When the ferry cleared the South Harbor breakwater, Captain Seamus gave the horn four long blows to herald the arrival of the quadruplets.

Mac and Maddie ran up to the group just as the ferry backed up to the pier.

“Nice of you to join us, bro,” Grant said.

“We overslept,” Mac replied, using his thumb to point at Maddie. “She kept me up half the night.”

Maddie punched his arm. “Shut your mouth, or it’ll never happen again.”
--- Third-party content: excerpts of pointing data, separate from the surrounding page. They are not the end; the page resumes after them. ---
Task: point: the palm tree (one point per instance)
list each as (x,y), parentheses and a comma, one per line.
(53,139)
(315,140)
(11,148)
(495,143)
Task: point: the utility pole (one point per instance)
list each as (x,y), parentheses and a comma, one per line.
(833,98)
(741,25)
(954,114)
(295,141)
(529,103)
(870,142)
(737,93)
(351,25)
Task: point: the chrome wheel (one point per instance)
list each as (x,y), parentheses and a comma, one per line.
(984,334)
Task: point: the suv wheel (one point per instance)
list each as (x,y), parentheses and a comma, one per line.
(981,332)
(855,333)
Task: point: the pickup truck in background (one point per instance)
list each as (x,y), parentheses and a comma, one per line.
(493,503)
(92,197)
The other guys lost it laughing.

“He never learns.” Ned shook his head as he grinned. “Yer daddy needs ta take ya out ta the woodshed.”

“I’m incorrigible,” Mac said with a grin for his wife.

Maddie rolled her eyes as she and Mac were mobbed by their children, who’d just noticed their arrival.

“Mommy, Thomas wouldn’t go to bed last night,” Hailey said.

“That’s not true!” Thomas said, sputtering. “I went to bed. Eventually.”

“Hailey, don’t be a tattletale.” Mac picked up his little girl while Maddie hugged Thomas and little Mac. “The other kids won’t appreciate that.”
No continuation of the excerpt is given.